Bianca Censori (born 5 January 1995) is an Australian performance artist, known for her relationship with American rapper Kanye West, whom she married in a private ceremony in December 2022.

== Early life and education ==
Bianca Censori was born on 5 January 1995, in Melbourne, one of three children born to Alexandra and Elia "Leo" Censori. Her paternal grandparents were natives of Giulianova, Abruzzo, Italy, and emigrated to Australia with their five children.

Censori attended Melbourne's Carey Baptist Grammar School and has a bachelor's and master's degree in architecture from the University of Melbourne. She was a student of architecture at DP Toscano Architects based in Collingwood, Victoria. Censori created the Nylons Jewelry brand after graduating from high school.

In 2007, she met businessman Nick Forgaine, with whom she had a relationship from 2014 to 2020.

== Work ==
According to her LinkedIn profile, Censori is a designer at Yeezy, Kanye West's clothing and apparel company.

Most of Censori's work surrounds her husband, Kanye West. She directed the music video for "Father" featuring Travis Scott, from his album Bully. Both the album and the music video were released on 28 March 2026. Censori is also credited with directing the music videos for West's singles "Gemini Season", as well as "King" and "OK" featuring Don Toliver.

In December 2025, Censori debuted an art show in South Korea which included nude female replicas dressed in bondage, displayed as human furniture.

== Filmography ==
=== Music videos ===

| Year | Artist | Song |
| Director | Actress | Role | Ref. |
| 2026 | Kanye West | "Father" (featuring Travis Scott) | Yes | No | —N/a |  |
| "Gemini Season" | Yes | Yes | Herself |  |
| "King" | Yes | No | —N/a |  |
| "OK" (featuring Don Toliver) | Yes | No | —N/a |  |

==Relationship with Kanye West==
Censori legally married West in December 2022 under a confidential marriage license, marking Censori's first and West's second marriage. In September 2023, police in Venice were reported to be investigating West and Censori over "acts contrary to public decency" after the couple posted photos of themselves on a water taxi with West's pants pulled down and buttocks exposed, and Censori's head in his lap. Censori appears on the album cover of Vultures 1 (2024), the debut album of ¥$, a hip-hop superduo consisting of West and American singer Ty Dolla Sign.
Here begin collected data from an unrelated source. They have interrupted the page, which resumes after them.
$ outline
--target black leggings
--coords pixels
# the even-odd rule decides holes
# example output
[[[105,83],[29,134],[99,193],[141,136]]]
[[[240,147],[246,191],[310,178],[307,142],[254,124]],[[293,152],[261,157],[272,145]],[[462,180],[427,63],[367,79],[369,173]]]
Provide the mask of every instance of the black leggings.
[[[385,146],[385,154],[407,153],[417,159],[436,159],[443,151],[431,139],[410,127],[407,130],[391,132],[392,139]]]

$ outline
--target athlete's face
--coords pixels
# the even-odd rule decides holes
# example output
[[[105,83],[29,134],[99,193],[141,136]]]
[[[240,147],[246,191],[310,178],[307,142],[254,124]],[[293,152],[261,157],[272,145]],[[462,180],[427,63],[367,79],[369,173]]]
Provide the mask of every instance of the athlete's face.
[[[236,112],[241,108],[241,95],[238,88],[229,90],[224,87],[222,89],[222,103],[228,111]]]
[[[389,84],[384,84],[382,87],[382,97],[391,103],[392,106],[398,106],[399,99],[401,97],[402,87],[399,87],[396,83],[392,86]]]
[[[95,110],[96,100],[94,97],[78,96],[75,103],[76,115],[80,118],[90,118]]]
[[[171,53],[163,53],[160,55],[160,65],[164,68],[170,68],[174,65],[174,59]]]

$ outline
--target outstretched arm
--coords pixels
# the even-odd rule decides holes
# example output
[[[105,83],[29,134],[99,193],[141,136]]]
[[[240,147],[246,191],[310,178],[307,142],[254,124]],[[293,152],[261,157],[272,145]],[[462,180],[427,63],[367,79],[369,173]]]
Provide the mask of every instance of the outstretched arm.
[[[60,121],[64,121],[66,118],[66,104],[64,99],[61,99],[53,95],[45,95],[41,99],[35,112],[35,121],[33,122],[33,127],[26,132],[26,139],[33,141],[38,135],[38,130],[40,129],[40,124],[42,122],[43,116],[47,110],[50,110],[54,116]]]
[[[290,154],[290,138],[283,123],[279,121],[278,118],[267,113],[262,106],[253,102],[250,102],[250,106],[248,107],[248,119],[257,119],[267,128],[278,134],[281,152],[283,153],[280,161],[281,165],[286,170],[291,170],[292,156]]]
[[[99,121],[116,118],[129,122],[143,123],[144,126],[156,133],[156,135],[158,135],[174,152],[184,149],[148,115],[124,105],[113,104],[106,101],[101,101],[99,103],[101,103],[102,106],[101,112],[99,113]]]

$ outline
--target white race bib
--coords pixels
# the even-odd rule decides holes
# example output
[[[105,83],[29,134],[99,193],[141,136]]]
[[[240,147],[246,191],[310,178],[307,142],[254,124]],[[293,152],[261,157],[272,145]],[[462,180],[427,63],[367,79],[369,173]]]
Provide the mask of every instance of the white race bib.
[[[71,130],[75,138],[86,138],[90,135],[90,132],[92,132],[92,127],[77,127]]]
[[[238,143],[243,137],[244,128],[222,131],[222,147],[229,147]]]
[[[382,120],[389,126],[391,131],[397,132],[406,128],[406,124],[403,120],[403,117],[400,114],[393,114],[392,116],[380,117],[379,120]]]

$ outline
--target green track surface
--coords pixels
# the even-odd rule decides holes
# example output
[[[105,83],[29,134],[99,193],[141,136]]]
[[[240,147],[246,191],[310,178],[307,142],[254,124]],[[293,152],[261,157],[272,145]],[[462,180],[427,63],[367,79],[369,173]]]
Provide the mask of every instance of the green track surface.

At the 2025 Grammy Awards, Censori and West caused controversy on the red carpet when Censori appeared wearing a sheer, transparent slip revealing her fully naked body. West, dressed entirely in black, did not address the spectacle before the two left the event shortly after. Reports surfaced that they had been removed from the ceremony, though sources close to the Grammys denied that, stating that West had simply left after walking the red carpet. In February 2025, reports began to emerge that Censori was intending to divorce West after his recent antisemitic tirades. However, Milo Yiannopoulos denied those reports, dismissing them as rumors. Shortly after, reports emerged that the couple had married without signing a prenuptial agreement. The same month, reports surfaced that West and Censori had separated after two years of marriage. Media outlets cited sources suggesting that Censori had become uncomfortable with aspects of West's public behavior and controversies. However, a representative for the couple denied the split rumours, stating that they planned to spend Valentine's Day together.
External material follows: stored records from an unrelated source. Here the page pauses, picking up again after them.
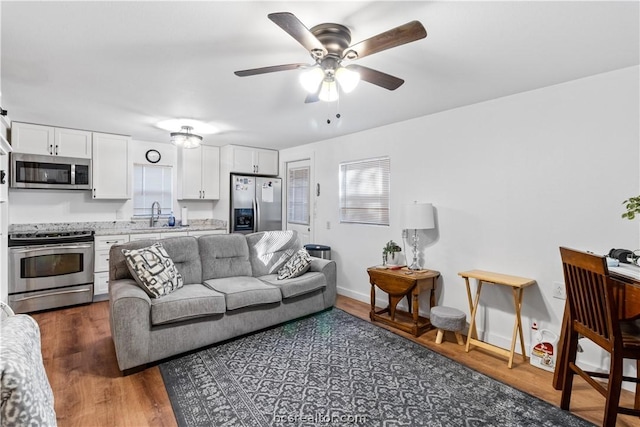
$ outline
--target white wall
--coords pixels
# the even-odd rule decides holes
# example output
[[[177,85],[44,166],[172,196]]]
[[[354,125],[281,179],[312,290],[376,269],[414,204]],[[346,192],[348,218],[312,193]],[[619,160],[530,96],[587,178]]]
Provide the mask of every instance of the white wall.
[[[133,140],[129,147],[132,164],[146,164],[145,153],[149,149],[158,150],[161,160],[158,165],[173,166],[174,194],[177,194],[177,149],[174,145],[162,142]],[[122,173],[114,170],[114,174]],[[132,183],[133,185],[133,183]],[[69,190],[9,190],[9,223],[51,223],[129,220],[133,216],[133,204],[130,200],[94,200],[90,191]],[[173,209],[176,219],[180,220],[180,207],[187,206],[190,219],[214,218],[212,201],[178,201],[172,207],[162,206],[163,213]],[[217,217],[215,217],[218,219]],[[219,218],[225,219],[226,218]]]
[[[339,292],[368,302],[366,268],[381,263],[385,242],[402,240],[401,205],[431,202],[436,229],[421,235],[421,259],[441,273],[438,304],[468,313],[463,270],[530,277],[527,348],[530,319],[559,332],[558,247],[640,247],[639,223],[620,218],[622,201],[640,194],[638,77],[636,66],[282,151],[283,163],[315,157],[315,243],[332,248]],[[391,225],[340,224],[339,163],[376,156],[391,158]],[[487,285],[482,306],[485,339],[510,342],[511,292]]]

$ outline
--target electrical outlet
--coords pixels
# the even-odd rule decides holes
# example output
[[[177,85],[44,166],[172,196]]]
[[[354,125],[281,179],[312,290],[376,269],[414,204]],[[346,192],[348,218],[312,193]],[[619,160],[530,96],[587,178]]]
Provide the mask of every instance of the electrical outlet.
[[[558,299],[567,299],[567,291],[562,282],[553,282],[553,297]]]
[[[331,230],[331,221],[327,221],[327,230]]]
[[[409,230],[405,228],[402,230],[402,238],[406,239],[407,237],[409,237]]]

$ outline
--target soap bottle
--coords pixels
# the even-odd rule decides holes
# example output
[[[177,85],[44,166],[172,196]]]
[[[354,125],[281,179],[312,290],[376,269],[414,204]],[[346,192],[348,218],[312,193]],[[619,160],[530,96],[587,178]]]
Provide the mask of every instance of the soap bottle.
[[[169,227],[173,227],[176,225],[176,217],[173,216],[173,211],[171,211],[171,215],[169,215]]]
In April 2025, West previewed a song on a livestream with DJ Akademiks called "Bianca", where he begs her to come back, possibly meaning that they had split up sometime in March. On his stream, West said that Censori had to "take time to digest the tweets," suggesting that they were not together at that point. However, the next month the couple were seen in public in the Spanish town of Santanyí. In the same month she also launched jewelry inspired by medical instruments such as speculums.